Though Ito has been surgically removed from MIT, this doesn’t end the questions. How did someone bring a convicted predatory sex trafficker to campus without thinking of student safety or notification requirements of the Campus Sex Crimes Prevention Act? How was Ito able to commingle fundraising for his private investment business with fundraising for MIT? There’s the story of Cesar Hidalgo who, until his recent resignation, was the only Hispanic faculty member in Media Lab history. In a long Twitter thread, he describes an environment of marginalization and humiliation and where, as he dryly notes, a convicted sex trafficker had more access to his Lab’s Director than he did. And, lastly, what of Harvard? MIT has apologized and announced an independent investigation of its Epstein involvement. Harvard, despite a longer and deeper involvement than MIT, has remained silent.

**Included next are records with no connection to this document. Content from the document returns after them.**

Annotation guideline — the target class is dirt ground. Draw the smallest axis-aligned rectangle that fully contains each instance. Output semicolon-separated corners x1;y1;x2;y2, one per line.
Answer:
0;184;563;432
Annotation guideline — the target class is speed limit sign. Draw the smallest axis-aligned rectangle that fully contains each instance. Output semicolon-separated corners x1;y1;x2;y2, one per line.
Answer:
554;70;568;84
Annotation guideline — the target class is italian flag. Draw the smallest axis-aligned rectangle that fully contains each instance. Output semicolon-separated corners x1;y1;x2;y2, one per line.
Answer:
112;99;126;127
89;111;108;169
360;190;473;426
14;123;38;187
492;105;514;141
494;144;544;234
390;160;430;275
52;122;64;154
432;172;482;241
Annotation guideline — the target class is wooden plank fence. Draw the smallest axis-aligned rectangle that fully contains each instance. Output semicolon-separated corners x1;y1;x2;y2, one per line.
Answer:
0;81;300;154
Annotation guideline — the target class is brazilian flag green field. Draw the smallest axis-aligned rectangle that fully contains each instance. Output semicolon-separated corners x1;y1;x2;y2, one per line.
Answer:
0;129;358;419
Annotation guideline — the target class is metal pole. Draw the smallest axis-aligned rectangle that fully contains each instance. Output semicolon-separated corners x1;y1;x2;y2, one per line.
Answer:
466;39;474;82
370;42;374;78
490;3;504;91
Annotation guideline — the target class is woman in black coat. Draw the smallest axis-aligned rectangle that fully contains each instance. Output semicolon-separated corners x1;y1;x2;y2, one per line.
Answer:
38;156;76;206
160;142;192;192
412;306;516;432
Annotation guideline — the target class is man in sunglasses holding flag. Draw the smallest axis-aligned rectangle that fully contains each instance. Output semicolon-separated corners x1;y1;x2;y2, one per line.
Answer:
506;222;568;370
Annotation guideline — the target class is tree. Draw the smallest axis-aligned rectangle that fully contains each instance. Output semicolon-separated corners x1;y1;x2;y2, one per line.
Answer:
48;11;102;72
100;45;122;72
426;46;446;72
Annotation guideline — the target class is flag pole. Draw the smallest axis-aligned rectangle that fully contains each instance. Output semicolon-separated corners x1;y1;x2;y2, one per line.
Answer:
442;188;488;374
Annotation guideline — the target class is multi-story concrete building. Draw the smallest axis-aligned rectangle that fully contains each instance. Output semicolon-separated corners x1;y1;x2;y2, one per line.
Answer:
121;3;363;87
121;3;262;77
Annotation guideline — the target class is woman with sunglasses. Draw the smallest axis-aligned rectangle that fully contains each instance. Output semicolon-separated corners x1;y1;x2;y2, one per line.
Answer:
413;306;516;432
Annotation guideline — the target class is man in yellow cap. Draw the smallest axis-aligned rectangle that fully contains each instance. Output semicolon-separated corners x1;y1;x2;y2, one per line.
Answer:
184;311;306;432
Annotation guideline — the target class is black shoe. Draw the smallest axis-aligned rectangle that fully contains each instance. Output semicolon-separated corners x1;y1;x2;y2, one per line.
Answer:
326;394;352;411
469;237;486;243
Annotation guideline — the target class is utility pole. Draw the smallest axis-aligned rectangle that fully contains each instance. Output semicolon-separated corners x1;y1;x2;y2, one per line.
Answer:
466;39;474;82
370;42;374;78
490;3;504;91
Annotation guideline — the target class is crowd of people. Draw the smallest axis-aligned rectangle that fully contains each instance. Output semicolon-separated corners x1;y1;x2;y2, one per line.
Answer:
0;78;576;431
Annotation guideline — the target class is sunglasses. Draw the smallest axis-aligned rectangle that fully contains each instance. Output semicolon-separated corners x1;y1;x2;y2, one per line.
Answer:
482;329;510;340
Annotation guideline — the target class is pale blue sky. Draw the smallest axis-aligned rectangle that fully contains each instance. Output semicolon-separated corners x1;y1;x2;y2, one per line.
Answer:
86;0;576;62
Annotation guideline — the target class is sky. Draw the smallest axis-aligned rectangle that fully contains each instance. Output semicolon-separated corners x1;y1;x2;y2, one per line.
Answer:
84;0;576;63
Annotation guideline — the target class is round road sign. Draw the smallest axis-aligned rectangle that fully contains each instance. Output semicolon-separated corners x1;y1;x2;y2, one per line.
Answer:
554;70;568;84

As for MIT, It does not diminish the severity of Ito’s actions nor does it downplay the pain of Epstein’s victims to note that this episode should share the spotlight with two other funding scandals. MIT used the occasion of the passing of alum and longtime generous donor David Koch to whitewash his role in climate change denial and call him a model philanthropist. And the Intercept revealed that Steven Schwarzman, for whom MIT’s new jewel—the Schwarzman College of Computing—is named, is a prime force behind the deforestation of the Amazon. The Schwarzman College, it is said, will have a focus on ethics. Perhaps its first colloquium should be on whose money is dirtier: that of a serial child rapist or a destroyer of the planet. It should be a lively discussion.
The 2019 Disobedience award had been canceled prior to Ito’s departure, with at least one selection committee member resigning due to Ito’s Epstein ties.
Disclaimer: The author has enjoyed the hospitality of the MIT Media Lab, has collaborated with Zuckerman’s Center for Civic Media, and counts some Media Lab staff as friends.
A shorter earlier version of this op-ed appeared in the print edition of DigBoston.